Miao Ben Zhang is Associate Professor of Finance and Business Economics at USC's Marshall School of Business. He holds a B.S. in Mathematics from PKU, an M.Phil. in Finance from HKU, and a Ph.D. in Finance from UT Austin. His research on labor, finance, asset pricing, and regulation includes 5 publications in the JF, along with work in JFE and RFS, and has been presented at numerous top conferences, including more than 10 NBER conferences. His work has been cited by policymakers multiple times and frequently covered by the media. Much of his recent research focuses on the frontier of AI, geopolitical risk, and the economy.

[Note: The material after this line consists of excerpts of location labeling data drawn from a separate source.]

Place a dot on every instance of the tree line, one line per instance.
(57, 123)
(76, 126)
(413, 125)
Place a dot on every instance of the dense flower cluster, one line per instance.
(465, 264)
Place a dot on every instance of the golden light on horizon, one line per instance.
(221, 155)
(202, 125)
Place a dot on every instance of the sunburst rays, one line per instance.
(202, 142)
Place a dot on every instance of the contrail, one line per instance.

His recent JF publication is one of the first papers to quantify the effect of generative AI on firm value, drawing on his decade-long research pipeline on technology and labor. His current projects examine how generative AI reshapes household productivity, career ladders, and college education reform, how geopolitical risk affect firm productivity through immigrants, and how two centuries of news can predict stock returns.